Близилась коронация. Накануне ее Александр II с женою и детьми ездил в Гапсаль – на купания. Гапсаль (нынешний город Хаапсалу) – аристократический курорт в Эстляндской губернии, издавна прославленный целебными грязями и купальнями. В эту поездку царь пригласил и Горчакова, чем очень растрогал пожилого человека:
– Благодарю, государь!
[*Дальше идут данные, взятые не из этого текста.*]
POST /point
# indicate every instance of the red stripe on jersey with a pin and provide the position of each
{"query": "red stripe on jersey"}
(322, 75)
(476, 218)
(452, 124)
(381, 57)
Ведь я в Гапсале родился, когда мой батюшка командовал там пехотной дивизией…
Императрица Мария Александровна (родом из Гессенского дома) была женщиной некрасивой и тихой, как амбарный мышонок; она была глубоко несчастна из-за частых измен мужа, что не мешало ей с немецкой добропорядочностью регулярно поставлять клану Романовых все новых и новых отпрысков. Однажды, идя от купальни, она тихонько сказала Горчакову:
– Мой Сашка сейчас в таком добром расположении духа, что вы, князь, можете просить у него что вам хочется. И ни в чем он вам не откажет…
В поезде, отвозившем царское семейство в Москву на коронацию, Горчаков завел с императором серьезный разговор:
– Государь, три года тягостной войны отразились на жизни России, и я осмеливаюсь посоветовать вам сократить расходы на пышности церемоний… Дайте вздохнуть народу свободнее!
За окном вагона стелилась блеклая мгла, в которой лишь изредка мерцали лучинные огни забытых богом деревень.
– Я не могу обещать вам сокращения издержек на коронацию. Поверьте, лично мне этот блеск не нужен, но, если блеска не будет, Европа может счесть это за ослабление моей власти и дурное содержание казны… А за совет благодарю.
– Тогда, – подхватил Горчаков, – вам следует снизить пошлину на заграничные паспорта. Ваш незабвенный родитель выпускал верноподданных за рубеж сроком на полгода под залог в пятьсот рублей. Такую роскошь мог позволить себе только очень богатый человек.
– Сколько же, по вашему мнению, брать за паспорт?
– Пяти рублей вполне достаточно… Слава богу, мы ведь не китайцы, считающие, что в изоляции лучше сберегается их мудрость. Европа, – доказывал Горчаков, – сама по себе – громадный резервуар знаний, и, сливая в него русские достижения мысли и науки, мы будем вправе черпать из него все новое и полезное для развития русской жизни…
Вслед за царским поездом проследовал посольский поезд со свитой Морни, и французы были ошеломлены рекордной скоростью – до Москвы они доехали за 16 часов! В первопрестоль-ной для них были забронированы два особняка – Корсакова и Рахманова; обилие свободных стенок позволило Морни развесить все картины и гобелены. Послу досаждали колокола московских церквей, звонившие с утра до ночи «с достойным сожаления соревнованием». А в день коронации Морни невольно обратил на себя всеобщее внимание тем, что остановил свой кортеж за два квартала до Успенского собора, проделав остальной путь пешком и обнажив голову, что не укрылось от взора императора Александра II:
– Благодарю вас, посол! Все было бы отлично, если б не эта постная физиономия лорда Гренвиля, который выступает здесь с таким видом, будто я не вернул Англии долгов…
Англичане старались помешать союзу России с Францией, и Гренвиль – под громы колоколов – заметил Морни:
– У нас политику делают ради прений в парламенте, а дипломаты интригуют лишь ради насыщения архивов документами о своем остроумии… Не пойму, ради чего стараетесь вы?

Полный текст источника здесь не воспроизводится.